Gaussian model with variance switching
We will assume that observations \(\{y_1,\ldots,y_n\}\) are conditionally independent given a hidden binary state variable \(\{s_1,\ldots,s_n\}\) as follows: \[
y_t|\sigma_1^2,\sigma_2^2,s_t \sim N(0,\sigma_t^2)
\] where \[
\sigma_t^2 = \sigma_1^2(1-s_t)+\sigma_2^2s_t,
\] more explicitly, \[
\sigma_t^2= \left\{
\begin{array}{ll}
\sigma_1^2 & s_t=0\\
\sigma_2^2 & s_t=1
\end{array}
\right.
\] Finally, the binary latent state \(s_t\) depends on the previous latent states \(s_1,\ldots,s_{t-1}\) only via the most recent one, i.e. \(s_{t-1}\), according to a first order Markov chain: \[
s_t|s_{t-1},\xi,\pi \sim \left\{
\begin{array}{ll}
Ber(1-\xi) & s_{t-1}=0\\
Ber(\pi) & s_{t-1}=1
\end{array}
\right..
\] For now, we will assume that \(\sigma_1^2\), \(\sigma_2^2\), \(\xi\) and \(\pi\) are all known.
Simulating the dataset
Let us simulated \(n=800\) observations with parameters \((\sigma_1^2,\sigma_2^2)=(1,4)\), \((\pi,\xi)=(0.99,0.99)\) and \(s_1 \sim Ber(0.5)\).
set.seed(3452345)
n = 800
sig12 = 1
sig22 = 4
pi = 0.99
xi = 0.99
S = rep(0,n)
S[1] = rbinom(1,1,0.5)
for (t in 2:n)
S[t] = rbinom(1,1,pi*S[t-1]+(1-xi)*(1-S[t-1]))
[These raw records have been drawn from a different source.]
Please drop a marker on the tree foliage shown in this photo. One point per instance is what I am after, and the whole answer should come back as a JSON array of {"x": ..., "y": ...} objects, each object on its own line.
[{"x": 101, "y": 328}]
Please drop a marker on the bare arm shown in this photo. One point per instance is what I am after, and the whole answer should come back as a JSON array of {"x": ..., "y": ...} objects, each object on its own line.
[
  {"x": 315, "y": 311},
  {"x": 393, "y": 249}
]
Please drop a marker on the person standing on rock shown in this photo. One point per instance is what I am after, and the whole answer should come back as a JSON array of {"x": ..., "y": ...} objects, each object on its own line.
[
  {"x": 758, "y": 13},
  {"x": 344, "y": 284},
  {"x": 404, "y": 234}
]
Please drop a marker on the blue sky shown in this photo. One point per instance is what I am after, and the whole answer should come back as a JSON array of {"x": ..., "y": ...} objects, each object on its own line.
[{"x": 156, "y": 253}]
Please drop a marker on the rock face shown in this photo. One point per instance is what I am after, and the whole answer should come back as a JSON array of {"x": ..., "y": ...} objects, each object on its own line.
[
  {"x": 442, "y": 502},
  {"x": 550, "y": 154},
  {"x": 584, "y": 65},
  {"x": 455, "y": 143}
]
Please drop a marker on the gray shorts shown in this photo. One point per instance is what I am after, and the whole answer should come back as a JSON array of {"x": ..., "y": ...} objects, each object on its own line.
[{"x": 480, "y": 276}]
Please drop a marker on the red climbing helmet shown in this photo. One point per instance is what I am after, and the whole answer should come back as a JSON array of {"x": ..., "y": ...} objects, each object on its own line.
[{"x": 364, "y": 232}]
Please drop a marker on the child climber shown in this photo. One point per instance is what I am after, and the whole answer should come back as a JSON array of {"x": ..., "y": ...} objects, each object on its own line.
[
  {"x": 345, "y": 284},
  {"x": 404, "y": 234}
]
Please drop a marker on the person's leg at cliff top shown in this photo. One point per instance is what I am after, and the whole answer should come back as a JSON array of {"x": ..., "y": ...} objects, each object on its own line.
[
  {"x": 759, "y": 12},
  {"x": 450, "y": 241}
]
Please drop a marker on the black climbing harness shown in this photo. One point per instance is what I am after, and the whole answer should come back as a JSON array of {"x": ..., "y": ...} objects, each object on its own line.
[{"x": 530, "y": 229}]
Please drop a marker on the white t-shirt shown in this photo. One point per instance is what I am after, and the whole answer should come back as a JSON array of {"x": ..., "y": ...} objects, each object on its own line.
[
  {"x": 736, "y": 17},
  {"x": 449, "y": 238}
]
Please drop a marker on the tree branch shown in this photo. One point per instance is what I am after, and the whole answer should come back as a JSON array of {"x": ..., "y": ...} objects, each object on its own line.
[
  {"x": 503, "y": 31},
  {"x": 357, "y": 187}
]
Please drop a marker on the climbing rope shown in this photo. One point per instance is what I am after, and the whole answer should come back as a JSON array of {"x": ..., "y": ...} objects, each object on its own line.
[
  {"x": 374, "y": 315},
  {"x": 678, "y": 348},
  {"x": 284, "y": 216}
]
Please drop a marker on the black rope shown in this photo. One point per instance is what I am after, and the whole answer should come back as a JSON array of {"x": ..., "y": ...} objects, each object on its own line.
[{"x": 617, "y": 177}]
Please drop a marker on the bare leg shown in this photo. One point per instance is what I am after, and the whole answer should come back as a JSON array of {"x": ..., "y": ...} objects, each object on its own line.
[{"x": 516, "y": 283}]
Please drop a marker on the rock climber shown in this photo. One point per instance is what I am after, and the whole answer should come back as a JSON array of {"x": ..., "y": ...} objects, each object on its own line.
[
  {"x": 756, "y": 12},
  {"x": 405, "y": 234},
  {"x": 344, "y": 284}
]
y = rnorm(n,0,sqrt(sig12*(1-S)+sig22*S))
xi.true = xi
pi.true = pi
sig12.true = sig12
sig22.true = sig22
Let us take a look at the time series of \(s_t\) and \(y_t\).
par(mfrow=c(2,1))
plot(S,xlab="Time",ylab="S(t)",pch=16)
plot(y,xlab="Time",ylab="y(t)",pch=16)
Forward and backward probabilities
A common inferential goal, it is to use the data \(y_1,\ldots,y_n\) to compute the following (online or filtered) marginal probabilities: \[
\pi_t = Pr(s_t=1|y_{1:t}) \ \ \ \mbox{and} \ \ \ {\tilde \pi}_t = Pr(s_t=1|y_{1:n}).
\] assuming, for instance, that \(\pi_0=0.5\).
Another important goal is jointly sampling the latent/hidden states \(\{s_1,\ldots,s_n\}\) from \(p(s_1,\ldots,s_n|y_{1:n})\) recursively and backwards (see the backward recursions below).
Forward probabilities
We want to be able to start at time \(t-1\) with \(\pi_{t-1}=Pr(s_{t-1}=1|y_{1:(t-1)})\) and finish at time \(t\) with \(\pi_t=Pr(s_t=1|y_{1:t})\):
\[\begin{eqnarray*}
Pr(s_t=1|y_{1:t}) &\propto& Pr(s_t=1|y_{1:(t-1)}) p_N(y_t;0,\sigma_1^2),\\
Pr(s_t=0|y_{1:t}) &\propto& Pr(s_t=0|y_{1:(t-1)}) p_N(y_t;0,\sigma_2^2)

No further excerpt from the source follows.